Transcendental Glory at Morecambe Superdrome

Echoes in our heart and footprints in the sand

Staccato and tremolo of Tijuana brass

Morecambe Superdome with Don Lusher, a silver black Scirocco

Alan Tomlinson Conductor and lead of our bluesy big-time band

Children of Sanchez, superb shrill of trumpet solo

Transcendental glory in times gone by.

 

Alison Jean Hankinson

This was my treasure for the poetics challenge. I wish I could let you hear Alan Tomlinson playing Children of Sanchez…. mind you to hear him play anything was a gift. His repertoire and range were exceptional and his passion for music and desire to pass it on to anyone especially young people were equally as exceptional. I played with the LCBB from about 1981-1985….

It was the most magical period of my young existence. As a young trombonist and big band member it was the pinnacle and zenith of my life and career. We played at the Morecambe Superdrome and supported Don Lusher…Stardust was his melody… and I had made it. This was the moment of exaltation when you know that it just doesn’t get any better and Alan Tomlinson hit that note in Children of Sanchez and you know this is the moment in life that you were born to notice. Transcendental Glory at Morecambe Superdrome.

Prose poem at the bar….all at once….it was a complex week… my memento..

Web about Alan Tomlinson…

Stuart GRILLS AND ALAN tOMLINSON

memento

prose poetry

 

For both poetics and prose at the bar…

 

Re-integration

We are treated as vagrants

worthless souls with no right to belong

It feels like someone is playing with our lives

having a giggle at our expense

One step forward ten steps back

and even though we were born here there is no recompense.

 

Alison Jean Hankinson

This is for Monday Quadrille at d’Verse

d’Verse quadrille

What am I?

 

15996217_10211603035136919_1868470194_n

I am the face of hope,

In the fast fading light.

 

I am the distant dream

Driving forwards, when the day draws to a close,

The Star-bright shining in a suburban sultry night.

 

I am the laughter and the tears, the fear and guilt and pain,

Felt by all the mothers before me, the broken and the humbled, the joyous and loving,

I am the seed, the seedling, the roots, trunk and branches.

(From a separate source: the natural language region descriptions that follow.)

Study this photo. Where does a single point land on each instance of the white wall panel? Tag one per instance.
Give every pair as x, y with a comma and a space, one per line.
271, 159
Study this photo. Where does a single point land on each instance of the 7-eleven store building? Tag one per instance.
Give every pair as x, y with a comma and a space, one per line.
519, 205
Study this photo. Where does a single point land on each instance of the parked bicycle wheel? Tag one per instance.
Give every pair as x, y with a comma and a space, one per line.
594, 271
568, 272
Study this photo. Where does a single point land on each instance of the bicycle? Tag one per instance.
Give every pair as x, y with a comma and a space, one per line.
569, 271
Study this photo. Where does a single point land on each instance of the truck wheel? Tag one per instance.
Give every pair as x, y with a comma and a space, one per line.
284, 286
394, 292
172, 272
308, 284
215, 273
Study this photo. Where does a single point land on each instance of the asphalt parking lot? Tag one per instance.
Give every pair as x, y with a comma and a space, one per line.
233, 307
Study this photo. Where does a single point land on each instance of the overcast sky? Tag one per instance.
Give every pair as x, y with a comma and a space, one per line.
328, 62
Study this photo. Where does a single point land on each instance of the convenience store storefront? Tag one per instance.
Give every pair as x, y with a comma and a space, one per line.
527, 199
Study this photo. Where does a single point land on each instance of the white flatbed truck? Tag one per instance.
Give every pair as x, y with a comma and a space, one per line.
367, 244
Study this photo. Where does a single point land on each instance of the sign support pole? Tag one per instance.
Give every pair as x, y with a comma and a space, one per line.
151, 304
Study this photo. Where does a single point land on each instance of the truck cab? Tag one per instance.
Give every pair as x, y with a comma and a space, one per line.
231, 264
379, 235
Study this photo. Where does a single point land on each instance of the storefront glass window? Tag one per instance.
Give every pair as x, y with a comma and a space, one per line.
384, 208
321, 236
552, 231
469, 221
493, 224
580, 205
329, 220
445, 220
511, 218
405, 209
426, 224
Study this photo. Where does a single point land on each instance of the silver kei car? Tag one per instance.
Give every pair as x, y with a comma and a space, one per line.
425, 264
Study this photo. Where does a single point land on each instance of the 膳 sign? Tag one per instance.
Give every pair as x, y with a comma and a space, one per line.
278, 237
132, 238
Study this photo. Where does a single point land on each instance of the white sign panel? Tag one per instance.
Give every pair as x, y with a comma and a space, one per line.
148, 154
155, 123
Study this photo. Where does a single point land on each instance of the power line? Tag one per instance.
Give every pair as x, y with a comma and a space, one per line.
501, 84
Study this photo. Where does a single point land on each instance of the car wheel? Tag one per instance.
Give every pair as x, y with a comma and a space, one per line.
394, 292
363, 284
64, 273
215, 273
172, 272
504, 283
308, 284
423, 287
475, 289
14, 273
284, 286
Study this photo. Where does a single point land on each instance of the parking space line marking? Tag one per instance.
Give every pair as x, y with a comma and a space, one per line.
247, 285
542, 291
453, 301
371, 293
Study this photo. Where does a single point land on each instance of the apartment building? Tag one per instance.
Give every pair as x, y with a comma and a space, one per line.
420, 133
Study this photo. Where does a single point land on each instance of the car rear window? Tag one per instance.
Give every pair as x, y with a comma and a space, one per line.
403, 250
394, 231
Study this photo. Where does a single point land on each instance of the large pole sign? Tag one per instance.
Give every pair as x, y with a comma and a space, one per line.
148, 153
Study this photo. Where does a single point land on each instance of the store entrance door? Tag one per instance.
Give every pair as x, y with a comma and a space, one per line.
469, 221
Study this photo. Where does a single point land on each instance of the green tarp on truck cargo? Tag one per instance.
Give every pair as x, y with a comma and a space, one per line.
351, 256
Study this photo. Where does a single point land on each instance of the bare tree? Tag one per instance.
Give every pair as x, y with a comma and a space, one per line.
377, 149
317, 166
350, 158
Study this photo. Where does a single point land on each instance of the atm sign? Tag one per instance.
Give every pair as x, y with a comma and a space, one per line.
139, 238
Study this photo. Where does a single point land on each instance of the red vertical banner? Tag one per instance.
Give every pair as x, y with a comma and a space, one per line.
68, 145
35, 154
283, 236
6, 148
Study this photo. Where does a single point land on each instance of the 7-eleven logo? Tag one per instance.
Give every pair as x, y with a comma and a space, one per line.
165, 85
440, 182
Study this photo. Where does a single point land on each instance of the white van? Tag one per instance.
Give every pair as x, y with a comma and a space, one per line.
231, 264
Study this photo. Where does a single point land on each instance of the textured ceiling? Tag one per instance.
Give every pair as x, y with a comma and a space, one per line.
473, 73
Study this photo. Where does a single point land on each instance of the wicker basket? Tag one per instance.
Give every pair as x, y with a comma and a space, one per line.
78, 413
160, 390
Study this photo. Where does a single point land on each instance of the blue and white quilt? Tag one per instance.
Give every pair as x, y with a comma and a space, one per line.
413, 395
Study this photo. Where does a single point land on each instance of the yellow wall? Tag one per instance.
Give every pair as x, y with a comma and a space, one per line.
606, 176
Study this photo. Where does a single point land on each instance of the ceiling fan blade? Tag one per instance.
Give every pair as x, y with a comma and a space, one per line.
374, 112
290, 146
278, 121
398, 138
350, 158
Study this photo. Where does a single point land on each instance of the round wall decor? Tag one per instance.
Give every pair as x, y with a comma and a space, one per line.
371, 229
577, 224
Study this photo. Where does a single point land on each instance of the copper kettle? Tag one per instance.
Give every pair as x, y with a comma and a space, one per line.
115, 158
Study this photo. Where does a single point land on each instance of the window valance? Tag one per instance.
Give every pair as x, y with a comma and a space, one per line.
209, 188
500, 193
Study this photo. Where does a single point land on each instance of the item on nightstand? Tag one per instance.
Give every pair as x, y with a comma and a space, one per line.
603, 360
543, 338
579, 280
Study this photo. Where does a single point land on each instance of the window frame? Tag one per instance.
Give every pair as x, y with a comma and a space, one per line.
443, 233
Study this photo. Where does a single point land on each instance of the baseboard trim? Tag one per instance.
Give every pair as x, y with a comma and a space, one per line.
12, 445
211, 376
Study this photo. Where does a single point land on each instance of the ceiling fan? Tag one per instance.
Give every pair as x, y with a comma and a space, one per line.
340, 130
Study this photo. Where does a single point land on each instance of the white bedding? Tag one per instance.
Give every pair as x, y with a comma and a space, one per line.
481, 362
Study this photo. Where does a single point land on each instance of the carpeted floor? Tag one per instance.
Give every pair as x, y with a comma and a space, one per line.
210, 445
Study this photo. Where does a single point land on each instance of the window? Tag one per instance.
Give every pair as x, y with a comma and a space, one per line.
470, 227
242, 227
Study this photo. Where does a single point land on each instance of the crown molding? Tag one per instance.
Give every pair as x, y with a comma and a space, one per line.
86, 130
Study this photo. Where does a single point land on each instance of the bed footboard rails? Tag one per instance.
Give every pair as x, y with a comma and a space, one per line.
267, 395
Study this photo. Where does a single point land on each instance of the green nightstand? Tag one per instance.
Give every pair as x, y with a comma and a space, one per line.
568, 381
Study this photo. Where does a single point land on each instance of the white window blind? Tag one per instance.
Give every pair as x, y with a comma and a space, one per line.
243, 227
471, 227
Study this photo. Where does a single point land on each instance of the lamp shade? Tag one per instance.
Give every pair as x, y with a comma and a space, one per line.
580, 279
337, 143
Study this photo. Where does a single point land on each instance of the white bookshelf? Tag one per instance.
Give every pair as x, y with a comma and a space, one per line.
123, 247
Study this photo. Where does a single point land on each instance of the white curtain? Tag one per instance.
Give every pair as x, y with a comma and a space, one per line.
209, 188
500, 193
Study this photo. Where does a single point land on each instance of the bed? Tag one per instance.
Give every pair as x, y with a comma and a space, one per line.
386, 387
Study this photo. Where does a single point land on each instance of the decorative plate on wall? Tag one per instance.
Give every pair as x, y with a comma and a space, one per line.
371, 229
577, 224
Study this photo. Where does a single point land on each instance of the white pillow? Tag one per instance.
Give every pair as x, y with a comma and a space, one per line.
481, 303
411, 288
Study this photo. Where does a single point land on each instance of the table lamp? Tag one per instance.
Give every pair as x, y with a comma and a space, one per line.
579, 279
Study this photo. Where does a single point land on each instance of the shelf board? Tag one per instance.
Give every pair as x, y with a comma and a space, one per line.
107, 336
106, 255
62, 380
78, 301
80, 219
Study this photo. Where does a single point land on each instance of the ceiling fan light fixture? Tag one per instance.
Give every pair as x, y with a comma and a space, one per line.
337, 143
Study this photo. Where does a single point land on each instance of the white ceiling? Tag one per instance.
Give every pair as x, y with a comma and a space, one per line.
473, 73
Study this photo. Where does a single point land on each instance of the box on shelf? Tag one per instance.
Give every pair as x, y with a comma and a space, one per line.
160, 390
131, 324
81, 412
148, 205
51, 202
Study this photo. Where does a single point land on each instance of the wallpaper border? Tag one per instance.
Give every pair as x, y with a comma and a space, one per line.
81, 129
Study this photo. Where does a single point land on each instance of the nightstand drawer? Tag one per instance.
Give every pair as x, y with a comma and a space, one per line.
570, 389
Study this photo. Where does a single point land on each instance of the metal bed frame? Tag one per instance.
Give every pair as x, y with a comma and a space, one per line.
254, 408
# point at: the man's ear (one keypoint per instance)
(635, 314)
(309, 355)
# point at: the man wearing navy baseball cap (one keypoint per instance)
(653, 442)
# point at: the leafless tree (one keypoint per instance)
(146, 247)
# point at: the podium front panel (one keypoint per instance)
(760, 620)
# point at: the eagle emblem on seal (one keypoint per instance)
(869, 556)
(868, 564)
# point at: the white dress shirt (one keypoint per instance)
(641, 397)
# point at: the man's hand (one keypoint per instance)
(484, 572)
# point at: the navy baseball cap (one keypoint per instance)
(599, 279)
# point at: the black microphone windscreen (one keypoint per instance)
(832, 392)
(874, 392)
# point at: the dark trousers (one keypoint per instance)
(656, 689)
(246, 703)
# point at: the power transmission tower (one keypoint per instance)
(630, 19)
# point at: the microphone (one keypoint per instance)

I bear the fruit. I am the womb of time.

 

I am me, fifty and finally come of age, woman.

 

Alison Jean Hankinson

 

It is open link night #190 at d’Verse and so we are encouraged to submit anything we choose, this was part of something I wrote a while back, and I guess it is what I need to believe at the moment. Returning and coming home has been nothing short of gruelling, nothing has been simple at all. It has been a little like hurling yourself from a small cliff into a ferocious and stormy ocean. I have to know deep down that it will come right and that the storm will pass. To do this I have to peel back the layers and remind myself of what I believe I am and then slowly start to pick myself up again.

The image is Ellen and the tree- the second version…and my children are very much a symbol of what I am.